Ce sont trois raisons différentes. La première, ça remonte à 2005, l’éditeur m’avait dit « banco pour un Spirou mais trouve un bon scénariste ». C’est là que j’avais proposé à Émile Bravo de faire un scénario. Lui ne connaissait pas trop l’univers de Spirou, il avait une vision très vintage, beaucoup plus que la mienne, qui l’était aussi un peu puisque je me référais aux Spirou de Franquin et lui aux Spirou de Jijé. Donc, il me parlait de Poildur, il me parlait de tous ces personnages-là dans Quatre aventures de Spirou et Fantasio… Et moi je lui parlais de QRN sur Bretzelburg. Mais Émile s’en fiche de QRN sur Bretzelburg, ce n’est pas ce qui l’intéresse. Donc, on était en décalage : graphiquement, ça ne l’intéressait pas d’utiliser ce style et moi, scénaristiquement, je ne m’y retrouvais pas dans ces volontés de mettre en scène des personnages comme Poildur, par exemple. Alors j’ai pensé à Yann parce que j’ai toujours adoré son travail. Il a fait des albums vraiment formidables que je relis encore maintenant, comme Yoyo, La Patrouille des Libellules… Bob Marone, c’est ma série fétiche. Et puis le premier Les Innommables… Fabuleux. Donc j’ai co-scénarisé avec Yann : il écrivait la trame, je proposais un découpage, il intervenait dessus et on se rééquilibrait comme ça. Ensuite, pour le deuxième avec Fred Neidhardt, c’est lié au fait qu’au bout d’un certain temps, j’avais fini ma série Maki, qui ne se vendait pas assez, et avec l’éditeur Frédéric Niffle on s’est dit « pourquoi pas un nouveau Spirou ? ».

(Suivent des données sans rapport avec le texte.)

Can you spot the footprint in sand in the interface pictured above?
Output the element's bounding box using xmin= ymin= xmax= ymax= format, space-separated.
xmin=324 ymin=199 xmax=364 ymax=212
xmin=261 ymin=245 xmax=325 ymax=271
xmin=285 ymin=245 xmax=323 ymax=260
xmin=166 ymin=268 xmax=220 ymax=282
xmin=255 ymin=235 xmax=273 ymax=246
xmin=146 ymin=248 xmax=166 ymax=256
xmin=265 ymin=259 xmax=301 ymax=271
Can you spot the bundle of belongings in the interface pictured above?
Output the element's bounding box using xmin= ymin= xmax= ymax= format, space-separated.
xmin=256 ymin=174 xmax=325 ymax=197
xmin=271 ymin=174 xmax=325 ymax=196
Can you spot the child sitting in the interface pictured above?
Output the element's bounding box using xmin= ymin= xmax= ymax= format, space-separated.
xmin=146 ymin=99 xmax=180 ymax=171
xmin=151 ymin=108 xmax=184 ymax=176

L’idée de Fred Neidhardt est venue tout de suite ?
Non. Frédéric Niffle m’a proposé un scénariste. Il m’a écrit une histoire dont je n’avais pas du tout envie. C’était une mise en abyme du personnage qui ne collait pas du tout avec mes attentes. Mais il n’a pas voulu en changer une virgule. Fred Neidhardt avait lui aussi eu connaissance de ce scénario. Ça lui est tombé des mains et il a dit « dans ces cas-là, moi aussi je peux écrire un Spirou ». C’est vraiment ça, le déclic. Jusqu’alors, il n’avait pas cette confiance, il ne se sentait pas légitime. Et donc j’ai rigolé parce que, pour moi, c’était normal qu’on fasse appel à un scénariste qui vendait beaucoup. Et, là, avec Fred Neidhardt, c’était aller au casse-pipe (rires). il a écrit le synopsis de Spirou chez les Soviets et ça a été le coup de foudre de l’éditeur : « mais c’est super bien, oui, oui, bien sûr, etc. » Fred m’avait dit avant ça : « si l’éditeur accepte, est-ce que tu le feras ? » J’étais sûr qu’ils n’accepteraient pas donc j’avais dit « oui, bien sûr » (rires). Je me suis retrouvé devant le fait accompli.
Excellent. Et pour la réalisation, vous avez fonctionné comment ?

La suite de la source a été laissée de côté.